Patients with cirrhosis have high comorbidity burdens and complex medical regimens, placing them at risk for polypharmacy. Polypharmacy can cause unintended drug interactions and adverse events, and vulnerable patients with cirrhosis may be susceptible. This study aims to examine polypharmacy in patients with cirrhosis and the association between polypharmacy and overt hepatic encephalopathy (HE).

We conducted a retrospective cohort study of patients with cirrhosis seen in the ambulatory hepatology clinics at Indiana University from 1/1/2019-12/31/2021. Demographic, liver disease characteristics, and medication exposure was collected at the time of index visit. Medication burden was examined as the number of medications with at least a 30-day exposure. They were followed until transplant, death, or administrative censoring. The primary outcome was HE hospitalizations, with death and liver transplant as competing risks. To examine the relationship between medication burden and HE, a cause-specific Cox proportional hazards model was used.
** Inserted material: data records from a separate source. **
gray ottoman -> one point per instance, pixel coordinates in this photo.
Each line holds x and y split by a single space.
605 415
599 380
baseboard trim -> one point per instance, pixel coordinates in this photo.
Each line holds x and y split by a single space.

1,039 patients with cirrhosis were included, with a median follow up time of 840 days. 270 (26%) were taking <5 chronic medications, 444 (43%) were taking 5-9 medications, and 325 (31%) were taking ≥10 medications. The mean age of the cohort was 59 years old with 47% female. Non-alcoholic steatohepatitis (NASH) was the most common etiology at 37%, and 56% had Child-Pugh class B or C cirrhosis. 37% of the cohort had a history of HE at baseline. Further characteristics of the medication burden groups are demonstrated in the Table. Older patients and women were more likely to experience polypharmacy as were those with NASH. Polypharmacy was associated with greater MELD-Na, Child-Pugh score, and Charlson Comorbidly Index. The prevalence of HE at baseline was higher in those with polypharmacy. Those with polypharmacy were more likely to require hospitalization or experience death. Accounting for competing risks of liver transplant and death, the cumulative incidences of HE hospitalizations between the different medication burden groups is shown in the Figure, with greater medication burden associated with increased HE. Those taking ≥5 medications had an increase in incidence of hospitalizations for HE (HR 2.35, 95% CI 1.34-4.14). In a multivariable analysis adjusting for age, gender, and baseline MELD-Na, when compared no polypharmacy (0-4 meds) there was increasing risk for HE hospitalizations with increasing medication burden, with individuals on 5-9 medications HR 1.67 (95% CI 0.88-3.16) and on 10+ medications HR 2.831 (95% CI 1.50-5.34).

Patients with cirrhosis frequently experience polypharmacy. Greater medication burden and polypharmacy is associated with an increased risk for HE related hospitalization. Interventions focusing on reducing polypharmacy and medication burden in those with cirrhosis may improve outcomes.